From Fig. 3, direct measurements of LSS suggest that it is reached in the shear banding regime, except for one measurement from [10]. This global trend supports the conclusions of Gattinoni et al. [23] for c = 1, who attributed a peak value of C f to the onset of the shear localization regime, thus corresponding to the plug slip–shear localization transition. They also attributed the decrease in C f next to the peak to the melted phase growing with V x and not directly to a temperature increase, as is often stated in the literature.

However, great care must be taken considering these results. First, many data are indeed missing to validate such a mapping. In particular, some areas of the mapping are free of any experimental data. For example, no glassy state measurements at low shear rates are plotted because of the difficulty in observing this state experimentally and in obtaining accurate results under such low shear rates. Then, this mapping only reproduces the influence of pressure and deformation rate, whereas it is clear that other parameters might influence the lubricant behavior, such as the nature of the lubricant, temperature, wettability and the history of the lubricant. So, the scaling of this mapping could be improved, but a full representation is certainly beyond the scope of this paper.
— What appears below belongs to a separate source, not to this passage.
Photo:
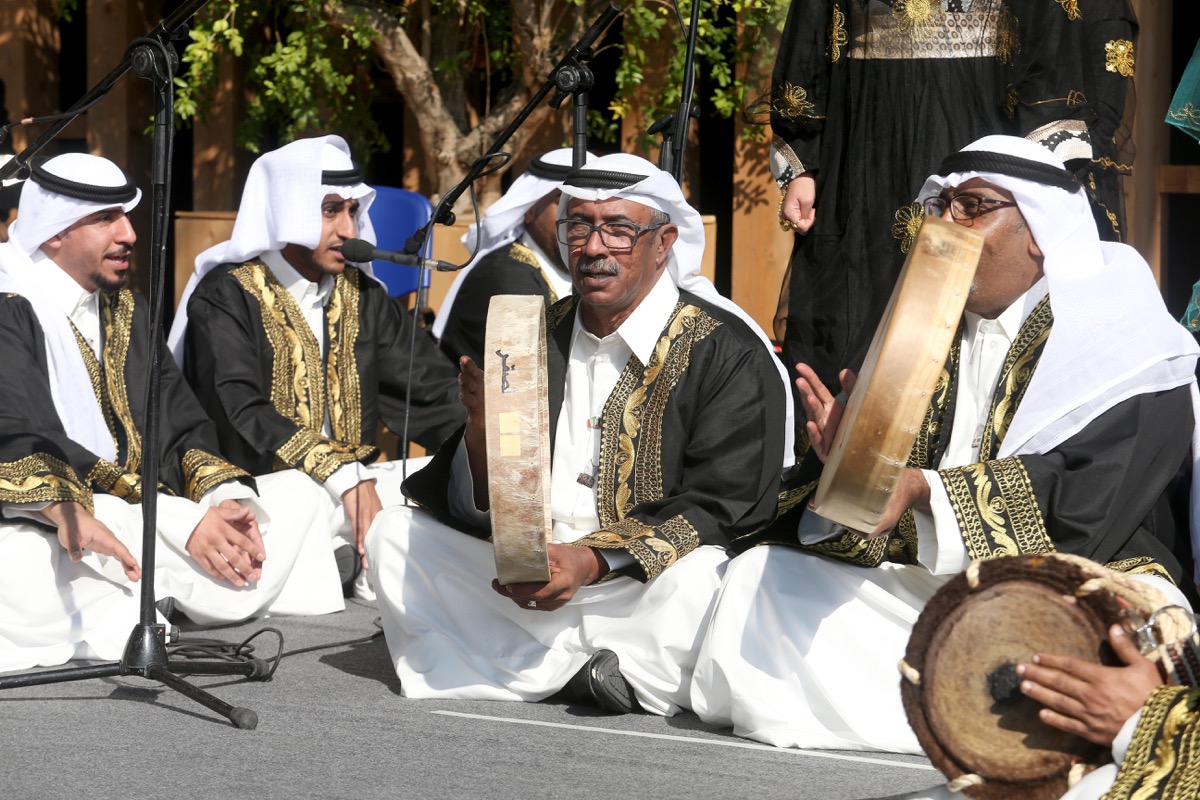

To limit the influence of these parameters, let us focus on data from the same fluid, 5P4E, which was often used in the limited literature available. These data are highlighted in Fig. 3 with bold symbols. In addition, the temperature should influence the fluid behavior, especially its physical state through the glass transition pressure, which is the pressure at which the fluid behaves like a glassy material, for a given temperature. If a dimensionless pressure is used (by the 5P4E glass transition pressure P g, P g being a function of the sample temperature extrapolated from [9]), LSS always occurs for P/P g(T) ratios close to or higher than 1. This leads to the assumption that the materials must be close to or in the glassy state to reach the LSS. It can be noted here that the diamond in Fig. 3, which does not match very well with the phase diagram, would fit if dimensionless pressure was chosen. Indeed, MCS1218 has a low glass transition pressure (P g of order of 117 MPa at 293.15 K [58], leading to P/P g ≈ 1.2). However, this condition does not seem to be sufficient. Indeed, the pink dots plotted in Fig. 3 correspond to the critical shear rate where LSS occurs. This means that for the same experimental conditions and consequently for the same fluid state a priori, LSS is not reached at lower shear rates. Therefore, the rate of deformation of the fluid plays a role and must be taken into account for a full scaling of the mapping. Because a modification of the fluid behavior occurs for a characteristic loading time higher and lower than its relaxation time, the Weissenberg number seems to be a good candidate to take the deformation rate into account.

5 Conclusion

This paper links recent MD advances and experimental results on LSS, whose physical origins are still not well understood. It validates the mapping of Lennard-Jones fluids’ behavior (provided by [23] from NEMD simulations) with experimental results previously published in the literature. The mapping suggests that the physical mechanism initiating LSS is shear localization. However, many questions remain on the shear localization initiation itself. This is thus a first step for a much better modeling of EHD contacts operated under extreme conditions of pressure and confinement.